Basal Metabolic Rate Calculator

Use the basal metabolic rate (BMR) calculator to estimate the number of calories your body burns daily, while at rest.


Determining your BMR (also know as resting metabolic rate or RMR) is essential, whether your goal is to build muscle, burn fat, or simply maintain your current body composition. 

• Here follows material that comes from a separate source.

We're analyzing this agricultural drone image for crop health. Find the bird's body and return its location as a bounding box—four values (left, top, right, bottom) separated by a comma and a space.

To use the BMR calculator to estimate the number of calories you burn while at rest, simply enter your height, weight, age, and gender in the form below, and click the calculate button.

BMR Calculator

Height ft in
Weight lbs
Age
Female  Male

Once you estimate your BMR, the next step is to estimate your total daily caloric expenditure.  Your daily caloric expenditure is simply you BMR, plus however many calories you burn while performing day to day tasks.

Here is an example, using a 28 year old male that is 6ft. and 180lbs.:

Estimated BMR (calories) = 1970 (rounded up)

Calories burned each day from exercise = 400

Calories burned each day from daily tasks = 1000

Total daily caloric expenditure:  1970 + 400 + 1000 = 3370 calories

 

In the example above, this individual burns approximately 3370 calories per day.  His actual caloric intake will depend on whether his goal is to lose weight, gain weight, or maintain his current body weight.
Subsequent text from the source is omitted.